(Bloomberg) — The Federal Reserve’s preferred inflation gauges probably cooled in December to the slowest paces in more than a year, reinforcing a step down in the pace of interest-rate hikes but likely not enough for officials to discuss a pause.
Economists project a 5% annual increase in the personal consumption expenditures price index due Friday, and a 4.4% rise in the core metric, which excludes food and energy. Both would be the smallest advances since late 2021, and estimates for monthly changes also point to moderation compared with earlier last year.
Such figures would be consistent with forecasts that the Fed will further dial back the pace of interest-rate hikes to a quarter-point move at the conclusion of their two-day meeting on Feb. 1. But inflation remains well above their 2% goal and a still-tight labor market risks keeping it elevated.
“Their reaction function seems to have baked in slowing down interest-rate increases to a pace of 25 basis points per meeting going forward,” said Blerina Uruci, chief US economist at T. Rowe Price Associates. “The PCE number should not change that path much especially as it is coming at the back of a few months of cooler inflation data.”
Economists will also be watching the government’s initial estimate of fourth-quarter gross domestic product on Thursday, which also includes PCE price and other inflation metrics.
Fed officials last month boosted their core PCE estimate to end 2022 around 4.8%, up from a 4.5% projection in September. For that to materialize, the December figure would have to rise 0.38% month-over-month, compared to the median estimate of 0.3%, according to Bloomberg calculations.
Those assumptions have supported the Fed’s reasoning that interest rates will peak around 5.1% and stay there through 2023 — a prediction many economists and investors doubt will come to fruition. Another closely watched inflation gauge, the consumer price index, has been decelerating for months, and wage pressures are easing.

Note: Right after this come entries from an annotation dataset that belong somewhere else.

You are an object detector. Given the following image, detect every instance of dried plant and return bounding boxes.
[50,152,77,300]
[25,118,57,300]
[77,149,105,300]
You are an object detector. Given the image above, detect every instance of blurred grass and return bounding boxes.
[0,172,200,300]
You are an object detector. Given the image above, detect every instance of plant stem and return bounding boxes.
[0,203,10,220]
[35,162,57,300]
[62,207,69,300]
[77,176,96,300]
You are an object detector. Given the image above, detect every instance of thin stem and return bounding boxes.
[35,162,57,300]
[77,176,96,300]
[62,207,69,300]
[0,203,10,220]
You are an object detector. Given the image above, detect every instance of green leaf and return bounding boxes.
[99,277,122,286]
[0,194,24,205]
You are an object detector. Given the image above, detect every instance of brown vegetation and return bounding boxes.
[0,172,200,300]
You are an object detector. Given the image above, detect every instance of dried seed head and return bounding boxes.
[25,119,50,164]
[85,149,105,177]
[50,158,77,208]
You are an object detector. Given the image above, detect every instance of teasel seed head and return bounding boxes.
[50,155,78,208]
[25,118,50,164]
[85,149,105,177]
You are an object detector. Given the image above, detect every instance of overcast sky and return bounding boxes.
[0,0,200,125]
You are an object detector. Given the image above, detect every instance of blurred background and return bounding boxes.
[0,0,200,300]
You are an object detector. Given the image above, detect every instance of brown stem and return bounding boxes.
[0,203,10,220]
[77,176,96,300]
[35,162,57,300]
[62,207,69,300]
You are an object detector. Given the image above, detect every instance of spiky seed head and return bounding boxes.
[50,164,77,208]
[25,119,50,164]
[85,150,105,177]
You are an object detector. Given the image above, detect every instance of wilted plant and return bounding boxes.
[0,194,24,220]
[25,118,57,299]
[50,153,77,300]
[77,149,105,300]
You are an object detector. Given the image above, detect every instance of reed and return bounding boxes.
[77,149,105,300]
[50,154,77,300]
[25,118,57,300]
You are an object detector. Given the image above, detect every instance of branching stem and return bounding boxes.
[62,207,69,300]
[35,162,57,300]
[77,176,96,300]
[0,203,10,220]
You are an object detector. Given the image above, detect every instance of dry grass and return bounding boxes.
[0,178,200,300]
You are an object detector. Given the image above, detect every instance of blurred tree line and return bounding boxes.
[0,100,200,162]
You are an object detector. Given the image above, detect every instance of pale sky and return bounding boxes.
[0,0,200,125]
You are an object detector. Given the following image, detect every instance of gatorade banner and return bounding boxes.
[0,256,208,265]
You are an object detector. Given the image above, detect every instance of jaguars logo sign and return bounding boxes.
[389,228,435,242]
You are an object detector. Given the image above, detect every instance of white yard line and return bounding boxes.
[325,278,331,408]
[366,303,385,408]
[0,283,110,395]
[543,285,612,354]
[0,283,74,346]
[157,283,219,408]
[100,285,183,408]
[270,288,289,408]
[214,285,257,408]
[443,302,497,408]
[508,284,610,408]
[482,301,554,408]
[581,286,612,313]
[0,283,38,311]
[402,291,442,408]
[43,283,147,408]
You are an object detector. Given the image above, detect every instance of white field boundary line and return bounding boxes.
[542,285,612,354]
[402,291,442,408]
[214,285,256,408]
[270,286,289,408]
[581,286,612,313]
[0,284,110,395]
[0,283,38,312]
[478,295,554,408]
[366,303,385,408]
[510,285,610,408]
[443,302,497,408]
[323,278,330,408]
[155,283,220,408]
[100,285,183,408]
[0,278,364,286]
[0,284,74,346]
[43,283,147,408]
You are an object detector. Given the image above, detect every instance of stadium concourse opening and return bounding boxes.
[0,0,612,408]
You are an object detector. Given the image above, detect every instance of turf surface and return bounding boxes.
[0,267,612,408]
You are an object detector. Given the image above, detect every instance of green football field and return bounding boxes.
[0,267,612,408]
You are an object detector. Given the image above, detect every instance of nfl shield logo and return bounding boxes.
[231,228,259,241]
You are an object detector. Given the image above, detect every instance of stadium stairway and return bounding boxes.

Policymakers acknowledge the progress, but contend that their work is far from over. Chair Jerome Powell and his colleagues are particularly concerned with inflation in the service sector excluding energy and housing — ranging from health care to getting a haircut — as wages are a big cost for these businesses.
“Even with the recent moderation, inflation remains high, and policy will need to be sufficiently restrictive for some time to make sure inflation returns to 2% on a sustained basis,” Fed Vice Chair Lael Brainard said last week.
Walmart (NYSE:) Inc., the largest private-sector employer in the US, said this week that it’s raising starting wages by 17% against a backdrop of high inflation and stiff competition for labor. Depending on the location, initial pay for new workers can range as high as $19.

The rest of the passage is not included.